Seconde possibilité :
Genre littéraire : Théâtre ;
Forme : Une scène de pièce de théâtre, à deux personnages, l'aubergiste et sa femme, avec ou non des didascalies ;
Type de texte : argumentation ;
Enonciation : deux personnages s’exprimant chacun à la première personne ;
Niveau de langue courant.

Tonalité :
● Il convenait pour introduire les dialogues d'utiliser des verbes montrant la vivacité des échanges, voire l'escalade de la violence verbale, sans tomber dans l’excès ;
● On pouvait faire sentir cette vivacité :
— en variant les verbes ;
— en faisant intervenir dans le dialogue, inséré dans un récit, des incises telles que : rétorqua-t-elle / il, répartit-elle /il , reprit vivement, ou en insérant dans un dialogue théâtral des didascalies entre parenthèses ;
● En introduisant le dialogue ou les propos rapportés au style indirect par : La femme de l'aubergiste affirma catégoriquement, de façon péremptoire, adopta un ton sans réplique, explosa de colère ou d'indignation...

III – UN TRAITEMENT POSSIBLE DU SUJET

Nous préférons développer la première possibilité : celle d'un dialogue inséré dans un roman, puisque c'est la forme choisie par Hugo. Cependant, même si le dialogue théâtral convient beaucoup moins, les correcteurs l'accepteront.

TYPE DE PLAN : le type de plan retenu est le plan chronologique, c’est-à-dire qui suit l’ordre des événements, immédiatement après le départ de Jean Valjean.

PREMIERE PARTIE

● Circonstances : temps, lieu
Il suffisait de dire brièvement quelque chose comme : "Quand le voyageur eut claqué la porte, l'aubergiste entra dans la cuisine où sa femme était affairée. Elle cuisait...

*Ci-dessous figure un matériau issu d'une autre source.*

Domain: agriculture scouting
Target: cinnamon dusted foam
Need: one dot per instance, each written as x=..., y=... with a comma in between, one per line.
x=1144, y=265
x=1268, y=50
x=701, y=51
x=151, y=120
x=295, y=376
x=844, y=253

● Récit et portrait en action de la femme de l'aubergiste
Il faut faire raconter par l'aubergiste la scène qui précède en insistant sur les réactions scandalisées de cette bonne aubergiste. On peut aussi imaginer que le mari déforme la vérité et raconte à sa manière les faits, en insistant sur le caractère dangereux de l'ex-bagnard, qui aurait pu le menacer.

DEUXIEME PARTIE

Imaginer un dialogue entre l'aubergiste et sa femme :

a) Arguments adressés par la femme à son mari :
● Le caractère impitoyable de l'aubergiste, sa méchanceté et sa mauvaise foi ;
● La propre honte de la femme de voir son mari se comporter vis-à-vis d'un pauvre homme avec une telle méchanceté.

b) La réplique de l'aubergiste :
● Vous pouviez distinguer des réactions physiques (le rouge de la colère, la voix qui monte dans les aigus, le personnage qui s'étrangle en réponse à ce discours "musclé"...) et des arguments logiques ;
● Les arguments logiques pouvaient prendre le contre-pied de ceux que sa femme lui assénait et évoquer le danger qu'il aurait fait courir à son commerce et à sa famille en recevant un homme comme Jean Valjean.

TROISIEME PARTIE

● Le dénouement
Qui l'emportait ? La femme ou le mari ? La première avait-elle le cran d'aller jusqu'au bout en disant ses quatre vérités à son mari ? Ce dernier était-il capable d'entendre raison ? A vous de choisir !

IV – LES FAUSSES PISTES

Il ne fallait surtout pas :

● Privilégier les circonstances, aux dépens de la discussion ;
● Faire adopter aux personnages un langage familier ou vulgaire, alors que dans le texte de Victor Hugo, l'aubergiste a un langage courant.